Nie wiem skąd brać siły

10 lat temu
Pół roku temu w przypadkowym badaniu RTG stwierdzono guzy w płucach u mojego Męża. Przeszliśmy razem pełną diagnostykę nowotworową i okazało się, że mamy trochę szczęścia - to nie był rak. Lekarze stwierdzili mocno zaawansowaną sarkoidozę. Ogromnie się cieszyliśmy, bo choć przeżyliśmy ze sobą prawie 40 lat to wciąż bardzo się kochamy i nie chcemy się jeszcze rozstawać. Znaleźliśmy dobrego specjalistę od tej choroby i to ta pani doktor zleciła kolejne badania. W USG jamy brzusznej wyszło, że coś dzieje się z lewą nerką. Wczoraj odebraliśmy wynik TK i - niestety - na nerce jest niejednorodna masa guzowata bez cech wrastania.( Wynik będę mogła zacytować wieczorem, bo w tej chwili nie jestem w swoim domu). Zalecenie po TK - pilna konsultacja z urologiem. Wyobrażacie sobie realizację słowa PILNA w tym okresie??? Dla mnie pilna to natychmiastowa, a mi udało się znaleźć specjalistę, który przyjmie nas za 6 dni i ja się cieszę. O publicznej służbie zdrowia nie piszę, bo tu słowa PILNA nie rozumieją, ale i za z trudem zaoszczędzone pieniądze trudno złapać jakiś bliski termin. Jestem załamana, a muszę być silna za nas dwoje. Nie wiem czy dam radę przetrwać to po raz drugi i nie zwariować.
7 odpowiedzi:
  • Witaj Soniu jak czytasz zapewne tutaj na forum osoby chore ,jak się wzajemnie wspierają ,to bedziesz miała siły.Choroba tak poważna jak np rak wyzwala pokłady ogromnej energii u osób które bliska osobe wspieraja w walce .Wiem co mówie poniewaz sama to przeżywam.
    Dasz rade tylko ważne jest by w takim okresie otoczyć się prawdziwymi przyjaciółmi.

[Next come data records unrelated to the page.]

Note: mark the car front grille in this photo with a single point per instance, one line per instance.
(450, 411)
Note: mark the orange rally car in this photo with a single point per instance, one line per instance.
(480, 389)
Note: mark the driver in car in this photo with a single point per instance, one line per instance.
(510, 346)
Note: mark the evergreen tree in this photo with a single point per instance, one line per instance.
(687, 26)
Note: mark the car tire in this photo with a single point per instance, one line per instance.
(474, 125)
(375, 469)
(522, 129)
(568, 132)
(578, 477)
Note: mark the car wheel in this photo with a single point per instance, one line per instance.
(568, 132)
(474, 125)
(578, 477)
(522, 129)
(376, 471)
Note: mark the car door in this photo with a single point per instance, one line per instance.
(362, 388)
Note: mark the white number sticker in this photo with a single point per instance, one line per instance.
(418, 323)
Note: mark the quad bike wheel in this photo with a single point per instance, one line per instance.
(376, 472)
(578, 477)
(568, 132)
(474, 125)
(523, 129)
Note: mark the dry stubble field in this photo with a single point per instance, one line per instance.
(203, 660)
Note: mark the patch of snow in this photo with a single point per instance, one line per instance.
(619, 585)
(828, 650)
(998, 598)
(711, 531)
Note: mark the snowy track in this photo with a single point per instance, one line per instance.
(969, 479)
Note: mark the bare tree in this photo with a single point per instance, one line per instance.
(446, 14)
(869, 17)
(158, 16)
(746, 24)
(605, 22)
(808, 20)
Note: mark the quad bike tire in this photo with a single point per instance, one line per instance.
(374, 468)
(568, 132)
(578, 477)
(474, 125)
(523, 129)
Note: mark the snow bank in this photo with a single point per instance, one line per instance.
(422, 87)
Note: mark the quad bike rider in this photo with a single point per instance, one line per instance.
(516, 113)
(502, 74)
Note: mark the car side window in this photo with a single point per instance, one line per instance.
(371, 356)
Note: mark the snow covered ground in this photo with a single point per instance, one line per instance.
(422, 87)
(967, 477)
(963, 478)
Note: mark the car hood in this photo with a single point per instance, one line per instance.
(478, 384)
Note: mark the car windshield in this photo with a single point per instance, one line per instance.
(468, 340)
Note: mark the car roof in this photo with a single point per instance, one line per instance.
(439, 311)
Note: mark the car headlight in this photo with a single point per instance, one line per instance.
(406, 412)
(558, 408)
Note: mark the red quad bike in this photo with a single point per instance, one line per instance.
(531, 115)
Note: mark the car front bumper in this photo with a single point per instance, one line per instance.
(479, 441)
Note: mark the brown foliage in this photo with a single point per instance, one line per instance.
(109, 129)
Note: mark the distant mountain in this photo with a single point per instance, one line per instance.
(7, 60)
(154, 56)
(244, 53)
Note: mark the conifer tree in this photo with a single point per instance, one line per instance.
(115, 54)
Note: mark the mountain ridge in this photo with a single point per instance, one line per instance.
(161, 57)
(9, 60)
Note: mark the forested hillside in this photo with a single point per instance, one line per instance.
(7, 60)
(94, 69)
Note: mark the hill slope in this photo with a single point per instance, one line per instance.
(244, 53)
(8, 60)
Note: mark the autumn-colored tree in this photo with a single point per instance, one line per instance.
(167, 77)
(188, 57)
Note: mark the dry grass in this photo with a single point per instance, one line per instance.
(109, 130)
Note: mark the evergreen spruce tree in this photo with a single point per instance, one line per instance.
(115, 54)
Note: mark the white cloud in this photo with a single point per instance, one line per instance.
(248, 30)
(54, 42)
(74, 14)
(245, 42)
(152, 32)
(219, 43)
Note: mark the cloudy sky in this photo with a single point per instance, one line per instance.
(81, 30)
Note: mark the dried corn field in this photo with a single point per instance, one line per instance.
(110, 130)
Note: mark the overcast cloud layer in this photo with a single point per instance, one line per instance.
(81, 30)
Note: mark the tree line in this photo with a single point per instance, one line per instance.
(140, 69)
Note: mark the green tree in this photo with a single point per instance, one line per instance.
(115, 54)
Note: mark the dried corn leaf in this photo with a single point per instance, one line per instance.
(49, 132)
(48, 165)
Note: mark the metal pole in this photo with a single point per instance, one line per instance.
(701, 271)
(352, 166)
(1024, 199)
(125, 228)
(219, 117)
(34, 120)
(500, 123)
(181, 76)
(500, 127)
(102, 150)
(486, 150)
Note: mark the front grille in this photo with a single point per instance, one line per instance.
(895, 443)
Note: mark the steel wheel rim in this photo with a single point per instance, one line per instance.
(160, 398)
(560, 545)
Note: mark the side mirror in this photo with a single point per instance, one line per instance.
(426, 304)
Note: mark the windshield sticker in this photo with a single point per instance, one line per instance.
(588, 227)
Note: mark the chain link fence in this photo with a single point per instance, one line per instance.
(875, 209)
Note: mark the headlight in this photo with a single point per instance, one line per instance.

    Pozdrawiam Ciebie i męża bardzo serdecznie:):):)
  • 10 lat temu
    Witaj Sierotko.
    Bardzo dziękuję za słowa otuchy. Mam nadzieję, że będzie tak jak piszesz choć na razie jest mi bardzo ciężko.
    Pozdrawiam Cię :)
  • Witaj Soniu ,dziękuję za pozdrowienia,wiesz taka wiadomośc jak ta o chorobie zwala wszystkich z nóg ,ale po pewnym okresie zbieramy siły i walczymy.Zarówno osoby chore jak i najbliżsi.
    Ważne by mysleć pozytywnie ,nie dac organizmowi osłąbnąc ,ja wiem ,że to jest trudne ,ale nie ma innej rady.
    Pozdrawiam serdecznie i życzę dużo siły.:):)
  • 10 lat temu
    Wczoraj zmarła moja mam po ośmiu latach walki z rakiem piersi z przerzutami. Cale moje życie w tych latach koncentrowało się wokół niej wokół choroby i walki Czuje teraz olbrzymia pustkę
  • 10 lat temu
    Ja bym w ogóle sięgnął po srebro koloidalne... Trzeba je sobie samemu robić i pić. Bardzo prosta sprawa pełno tego w internecie.. Przede wszystkim Uważać na chemię proszki do prania detergenty itd. muszą byc hipoalergiczne. Rak i anomalie są z chemii kosmetycznej i detergentów, a nie z genów!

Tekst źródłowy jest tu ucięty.